By default, a Microsoft CA certificate has no EKU or application policies. If there are no specifically defined policies, the certificate is considered valid for "All Application Policies." This means that the CA is technically able to issue certificates that have any defined application policy or EKU. This includes OCSP. It is not necessary for the CA certificate to explicitly contain the OCSP signing EKU. If it did contain the OCSP signing EKU, it would also have to explicitly contain the EKU values for any other kinds of certificate that it issues. This is because if any EKU or policies are explicitly defined, the certificate is valid only for the EKU or policies that are included, and the CA would be unable to issue certificates that have other policies.

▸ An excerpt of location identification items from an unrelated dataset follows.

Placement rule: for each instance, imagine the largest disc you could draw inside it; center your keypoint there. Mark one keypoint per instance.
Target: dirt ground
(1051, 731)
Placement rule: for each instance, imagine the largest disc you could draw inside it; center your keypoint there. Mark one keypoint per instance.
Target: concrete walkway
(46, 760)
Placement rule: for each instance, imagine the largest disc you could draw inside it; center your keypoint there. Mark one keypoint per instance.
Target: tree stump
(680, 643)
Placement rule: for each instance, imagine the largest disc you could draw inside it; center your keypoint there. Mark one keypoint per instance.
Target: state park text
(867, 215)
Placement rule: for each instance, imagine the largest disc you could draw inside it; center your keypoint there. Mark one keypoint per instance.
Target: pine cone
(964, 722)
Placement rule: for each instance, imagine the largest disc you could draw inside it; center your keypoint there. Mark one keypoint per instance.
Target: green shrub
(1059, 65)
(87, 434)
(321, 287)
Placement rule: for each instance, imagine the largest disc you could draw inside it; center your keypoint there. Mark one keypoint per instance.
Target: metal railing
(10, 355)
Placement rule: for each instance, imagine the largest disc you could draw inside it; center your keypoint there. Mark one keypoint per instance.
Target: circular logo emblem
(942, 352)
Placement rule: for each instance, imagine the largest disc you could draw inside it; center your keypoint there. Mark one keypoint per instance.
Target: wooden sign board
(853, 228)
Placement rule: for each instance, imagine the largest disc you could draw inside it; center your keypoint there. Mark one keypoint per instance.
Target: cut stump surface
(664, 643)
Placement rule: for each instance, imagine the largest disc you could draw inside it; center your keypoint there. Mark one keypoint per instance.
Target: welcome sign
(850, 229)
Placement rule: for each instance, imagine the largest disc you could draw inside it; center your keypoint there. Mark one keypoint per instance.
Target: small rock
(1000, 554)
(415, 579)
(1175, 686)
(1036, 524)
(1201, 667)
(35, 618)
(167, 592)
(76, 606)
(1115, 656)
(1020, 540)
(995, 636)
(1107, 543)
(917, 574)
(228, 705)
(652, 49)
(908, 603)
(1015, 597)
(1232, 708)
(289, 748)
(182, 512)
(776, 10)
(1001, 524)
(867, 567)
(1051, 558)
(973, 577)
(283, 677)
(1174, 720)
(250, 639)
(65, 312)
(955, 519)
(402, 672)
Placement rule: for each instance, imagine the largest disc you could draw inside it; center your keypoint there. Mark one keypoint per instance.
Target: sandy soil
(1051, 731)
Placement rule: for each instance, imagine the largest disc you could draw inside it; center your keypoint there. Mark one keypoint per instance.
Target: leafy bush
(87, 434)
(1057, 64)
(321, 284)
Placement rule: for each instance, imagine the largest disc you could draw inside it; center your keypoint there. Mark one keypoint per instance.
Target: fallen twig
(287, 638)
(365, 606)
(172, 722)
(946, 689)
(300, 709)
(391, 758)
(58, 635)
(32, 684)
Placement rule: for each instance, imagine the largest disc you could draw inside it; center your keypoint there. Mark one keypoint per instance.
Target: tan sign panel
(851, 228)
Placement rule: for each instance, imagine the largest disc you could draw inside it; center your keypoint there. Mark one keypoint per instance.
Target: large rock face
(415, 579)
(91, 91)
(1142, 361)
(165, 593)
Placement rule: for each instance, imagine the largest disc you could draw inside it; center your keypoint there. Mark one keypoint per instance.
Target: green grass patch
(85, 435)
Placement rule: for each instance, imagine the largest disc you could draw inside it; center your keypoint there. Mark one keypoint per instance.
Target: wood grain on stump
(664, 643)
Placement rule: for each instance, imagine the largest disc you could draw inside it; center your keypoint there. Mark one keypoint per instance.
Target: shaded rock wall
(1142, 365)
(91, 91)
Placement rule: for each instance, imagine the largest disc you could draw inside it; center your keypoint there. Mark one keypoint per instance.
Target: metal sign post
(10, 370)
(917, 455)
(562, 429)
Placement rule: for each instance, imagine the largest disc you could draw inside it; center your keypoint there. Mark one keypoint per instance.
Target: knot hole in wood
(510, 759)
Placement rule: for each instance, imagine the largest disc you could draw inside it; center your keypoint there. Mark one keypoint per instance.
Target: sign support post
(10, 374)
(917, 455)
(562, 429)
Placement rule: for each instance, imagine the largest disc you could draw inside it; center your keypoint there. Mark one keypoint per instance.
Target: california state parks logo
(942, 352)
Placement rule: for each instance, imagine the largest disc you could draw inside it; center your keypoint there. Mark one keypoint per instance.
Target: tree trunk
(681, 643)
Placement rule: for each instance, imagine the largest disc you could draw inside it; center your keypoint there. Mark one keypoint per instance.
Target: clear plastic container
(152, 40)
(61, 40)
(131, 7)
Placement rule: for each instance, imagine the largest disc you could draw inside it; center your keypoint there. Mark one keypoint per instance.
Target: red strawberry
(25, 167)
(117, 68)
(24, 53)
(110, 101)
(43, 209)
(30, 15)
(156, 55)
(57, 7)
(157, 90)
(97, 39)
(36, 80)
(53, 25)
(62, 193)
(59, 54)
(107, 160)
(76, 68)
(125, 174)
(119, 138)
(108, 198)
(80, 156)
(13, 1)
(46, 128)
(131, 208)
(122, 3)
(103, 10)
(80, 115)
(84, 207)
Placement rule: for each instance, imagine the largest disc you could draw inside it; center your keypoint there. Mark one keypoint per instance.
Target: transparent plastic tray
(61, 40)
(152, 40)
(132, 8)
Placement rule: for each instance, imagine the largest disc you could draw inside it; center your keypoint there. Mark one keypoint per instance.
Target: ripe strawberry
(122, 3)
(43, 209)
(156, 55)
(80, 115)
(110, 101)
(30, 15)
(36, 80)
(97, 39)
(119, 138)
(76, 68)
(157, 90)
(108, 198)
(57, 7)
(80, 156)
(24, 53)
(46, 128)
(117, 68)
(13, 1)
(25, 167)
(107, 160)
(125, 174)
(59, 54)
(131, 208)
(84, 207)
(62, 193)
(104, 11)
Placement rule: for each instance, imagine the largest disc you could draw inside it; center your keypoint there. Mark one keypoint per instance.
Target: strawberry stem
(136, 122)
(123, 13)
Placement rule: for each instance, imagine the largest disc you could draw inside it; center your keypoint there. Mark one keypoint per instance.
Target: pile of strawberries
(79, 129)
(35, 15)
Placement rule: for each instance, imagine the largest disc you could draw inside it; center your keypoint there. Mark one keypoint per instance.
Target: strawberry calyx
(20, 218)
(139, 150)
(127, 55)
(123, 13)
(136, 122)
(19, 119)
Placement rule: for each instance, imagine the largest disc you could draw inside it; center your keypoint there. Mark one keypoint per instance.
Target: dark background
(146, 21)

For a CA that chains to a specific certificate vendor (or other third-party root) to be able to issue OCSP certificates, the root certificate also has to either contain the OCSP EKU explicitly or have no OCSP EKU defined at all. Typically, root certificates are not constrained at all. However, we apply constraints to the third-party roots that we include in Windows when they are included in the trusted root list, even though the certificate itself is actually unconstrained.
Functionally, when the CA issues an OCSP certificate, it performs a standard chain validation on the OCSP certificate. This fails because the OCSP certificate has the OCSP EKU whereas the rest of the issuing CAs are constrained but do not have the OCSP EKU.